Gutted matey, we are having another meet at the Windmill at the end of march :thumb:


----------



## Austin-182 (Feb 23, 2012)

Lovely car and great work


----------



## Dmac1969 (Sep 12, 2010)

Nice! Great turnaround and an awesome car , I had an Evo a few years back (only a II) and always lusted after the Mak!


----------



## IMR-13 (Feb 14, 2012)

North east Car Care said:


> Blast from the past here John, have a pop down next time you at your mums matey


Aye thought we'd have a bit thread revival! 
I'll nip I to yours next time I'm over, be good to catch up

Thanks for all the positive comments about the mak, she's thirsty but I do love 'er! just had the underside stripped re-painted an undersealed ready for hibernation, ready for 2013!


----------



## tonyy (Jul 26, 2008)

Great turnaround..


----------



## TopSport+ (Jul 22, 2012)

awesome car:thumb:


----------



## willwander (Nov 30, 2012)

North east Car Care said:


> ...the owner was knocked unconscious and fractured his ankle but the worse part was that the car suffered some serious heavy scratches...

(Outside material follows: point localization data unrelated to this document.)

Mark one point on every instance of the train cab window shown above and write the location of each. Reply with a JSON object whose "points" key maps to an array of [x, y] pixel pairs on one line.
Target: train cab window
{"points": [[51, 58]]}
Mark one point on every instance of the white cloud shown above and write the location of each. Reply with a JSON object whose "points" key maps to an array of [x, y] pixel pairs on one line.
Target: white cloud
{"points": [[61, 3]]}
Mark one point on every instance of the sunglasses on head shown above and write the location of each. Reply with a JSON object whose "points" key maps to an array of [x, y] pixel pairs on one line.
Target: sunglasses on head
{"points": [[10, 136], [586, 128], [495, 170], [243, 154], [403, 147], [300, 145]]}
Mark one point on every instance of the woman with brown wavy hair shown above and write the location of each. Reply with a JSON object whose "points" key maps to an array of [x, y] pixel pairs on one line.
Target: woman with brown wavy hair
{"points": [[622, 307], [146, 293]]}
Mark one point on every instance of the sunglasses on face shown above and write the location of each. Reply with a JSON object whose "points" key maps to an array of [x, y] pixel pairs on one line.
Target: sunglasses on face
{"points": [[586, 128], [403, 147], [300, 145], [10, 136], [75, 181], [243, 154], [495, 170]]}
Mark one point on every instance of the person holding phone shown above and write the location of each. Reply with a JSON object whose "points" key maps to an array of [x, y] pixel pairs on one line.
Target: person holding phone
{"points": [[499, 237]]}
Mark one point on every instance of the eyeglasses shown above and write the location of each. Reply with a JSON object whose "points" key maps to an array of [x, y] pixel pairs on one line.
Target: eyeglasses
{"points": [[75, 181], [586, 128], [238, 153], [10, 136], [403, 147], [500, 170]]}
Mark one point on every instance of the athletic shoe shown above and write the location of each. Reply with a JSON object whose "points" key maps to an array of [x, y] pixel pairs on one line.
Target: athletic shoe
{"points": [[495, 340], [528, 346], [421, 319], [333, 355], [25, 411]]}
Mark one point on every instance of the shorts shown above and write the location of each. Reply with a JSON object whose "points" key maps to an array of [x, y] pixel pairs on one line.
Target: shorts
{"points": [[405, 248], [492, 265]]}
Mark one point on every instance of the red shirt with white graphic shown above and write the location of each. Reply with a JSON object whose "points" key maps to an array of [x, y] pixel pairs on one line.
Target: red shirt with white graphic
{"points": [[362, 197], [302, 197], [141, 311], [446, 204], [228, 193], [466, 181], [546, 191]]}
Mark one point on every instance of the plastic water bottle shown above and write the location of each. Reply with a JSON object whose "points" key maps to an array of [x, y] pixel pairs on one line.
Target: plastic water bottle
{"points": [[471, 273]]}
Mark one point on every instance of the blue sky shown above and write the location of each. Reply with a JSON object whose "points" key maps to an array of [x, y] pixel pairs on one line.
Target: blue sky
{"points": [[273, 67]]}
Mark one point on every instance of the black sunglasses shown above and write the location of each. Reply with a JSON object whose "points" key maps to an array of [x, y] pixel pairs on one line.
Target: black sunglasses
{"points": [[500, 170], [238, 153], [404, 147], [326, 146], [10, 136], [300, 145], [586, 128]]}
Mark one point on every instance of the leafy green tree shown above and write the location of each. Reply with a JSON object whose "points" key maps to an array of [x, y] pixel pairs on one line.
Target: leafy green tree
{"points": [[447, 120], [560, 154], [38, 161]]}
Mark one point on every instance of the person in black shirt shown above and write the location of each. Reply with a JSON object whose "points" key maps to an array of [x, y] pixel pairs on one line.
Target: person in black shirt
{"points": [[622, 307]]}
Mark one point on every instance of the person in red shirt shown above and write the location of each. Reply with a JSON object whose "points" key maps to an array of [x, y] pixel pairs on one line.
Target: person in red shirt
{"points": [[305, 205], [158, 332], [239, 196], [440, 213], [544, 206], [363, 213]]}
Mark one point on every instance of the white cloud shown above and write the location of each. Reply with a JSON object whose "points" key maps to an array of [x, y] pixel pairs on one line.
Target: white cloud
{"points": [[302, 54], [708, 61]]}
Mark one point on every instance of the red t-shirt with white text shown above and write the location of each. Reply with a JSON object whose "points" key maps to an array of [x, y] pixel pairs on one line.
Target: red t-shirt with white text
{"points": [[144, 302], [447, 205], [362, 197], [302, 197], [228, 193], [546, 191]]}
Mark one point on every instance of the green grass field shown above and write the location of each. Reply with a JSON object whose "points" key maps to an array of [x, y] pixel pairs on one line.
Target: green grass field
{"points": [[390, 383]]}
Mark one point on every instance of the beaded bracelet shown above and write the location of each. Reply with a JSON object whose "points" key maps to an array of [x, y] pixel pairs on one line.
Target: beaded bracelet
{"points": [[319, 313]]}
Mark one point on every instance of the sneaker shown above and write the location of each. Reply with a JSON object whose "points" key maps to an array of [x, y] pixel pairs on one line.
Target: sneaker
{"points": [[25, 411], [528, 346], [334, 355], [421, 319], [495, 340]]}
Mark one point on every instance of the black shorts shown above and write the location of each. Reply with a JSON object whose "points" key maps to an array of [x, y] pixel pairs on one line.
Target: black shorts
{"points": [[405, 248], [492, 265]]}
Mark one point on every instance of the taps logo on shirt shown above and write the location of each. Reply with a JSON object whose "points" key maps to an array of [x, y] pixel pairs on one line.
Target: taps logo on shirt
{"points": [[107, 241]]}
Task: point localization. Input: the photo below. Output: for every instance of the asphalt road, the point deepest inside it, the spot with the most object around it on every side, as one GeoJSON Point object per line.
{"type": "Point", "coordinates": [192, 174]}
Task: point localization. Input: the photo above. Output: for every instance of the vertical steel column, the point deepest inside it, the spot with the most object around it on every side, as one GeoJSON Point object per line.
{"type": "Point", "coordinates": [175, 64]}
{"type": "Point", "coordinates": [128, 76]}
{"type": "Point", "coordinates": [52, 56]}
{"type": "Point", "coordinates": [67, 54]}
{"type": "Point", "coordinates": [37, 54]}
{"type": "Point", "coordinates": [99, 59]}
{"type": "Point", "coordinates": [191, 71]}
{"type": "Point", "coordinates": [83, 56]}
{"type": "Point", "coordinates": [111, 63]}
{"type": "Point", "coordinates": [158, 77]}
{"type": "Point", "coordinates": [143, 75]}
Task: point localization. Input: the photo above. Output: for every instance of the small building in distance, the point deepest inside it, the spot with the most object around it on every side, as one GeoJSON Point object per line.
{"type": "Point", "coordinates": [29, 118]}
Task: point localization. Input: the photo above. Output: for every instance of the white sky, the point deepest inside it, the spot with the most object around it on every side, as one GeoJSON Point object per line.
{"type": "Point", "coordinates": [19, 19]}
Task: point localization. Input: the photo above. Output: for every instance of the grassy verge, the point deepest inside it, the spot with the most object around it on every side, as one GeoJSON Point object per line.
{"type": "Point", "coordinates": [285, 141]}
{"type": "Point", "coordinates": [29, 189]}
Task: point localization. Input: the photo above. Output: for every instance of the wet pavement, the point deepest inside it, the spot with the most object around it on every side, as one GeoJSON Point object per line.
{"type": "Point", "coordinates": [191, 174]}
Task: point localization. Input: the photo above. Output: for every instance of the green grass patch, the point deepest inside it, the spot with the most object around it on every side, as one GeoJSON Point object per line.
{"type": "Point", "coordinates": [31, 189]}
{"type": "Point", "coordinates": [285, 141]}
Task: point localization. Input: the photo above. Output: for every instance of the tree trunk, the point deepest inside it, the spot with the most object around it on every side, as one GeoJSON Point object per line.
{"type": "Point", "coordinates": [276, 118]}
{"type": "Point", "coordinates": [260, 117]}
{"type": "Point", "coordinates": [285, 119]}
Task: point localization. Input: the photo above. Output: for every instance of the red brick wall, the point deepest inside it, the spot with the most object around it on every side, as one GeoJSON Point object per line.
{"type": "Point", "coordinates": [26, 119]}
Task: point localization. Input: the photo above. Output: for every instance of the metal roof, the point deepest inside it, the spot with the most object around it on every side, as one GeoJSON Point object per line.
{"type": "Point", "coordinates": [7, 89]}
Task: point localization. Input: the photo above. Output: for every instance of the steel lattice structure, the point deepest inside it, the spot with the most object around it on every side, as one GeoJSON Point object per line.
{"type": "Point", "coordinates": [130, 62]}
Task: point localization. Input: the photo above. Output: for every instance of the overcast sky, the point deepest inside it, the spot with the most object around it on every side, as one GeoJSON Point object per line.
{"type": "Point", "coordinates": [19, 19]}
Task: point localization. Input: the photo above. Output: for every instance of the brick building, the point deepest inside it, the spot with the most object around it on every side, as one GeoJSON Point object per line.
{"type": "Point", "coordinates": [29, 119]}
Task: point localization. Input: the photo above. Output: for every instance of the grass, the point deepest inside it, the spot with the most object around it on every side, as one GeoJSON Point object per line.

Ha, that bit made me laugh


----------



## NHke (Sep 12, 2009)

:argiereamcar!!:argie:


----------



## North east Car Care (Jan 14, 2008)

Cheers Guys


----------



## Black.MB (Aug 22, 2012)

Great turnaround! Can't believe the correction you achieved with PO106FF and PO85RD 3.02, it's just amazing. It really proves that Mitsubishi has really soft paint. I usually detail German cars which require much heavier compounds:thumb:


----------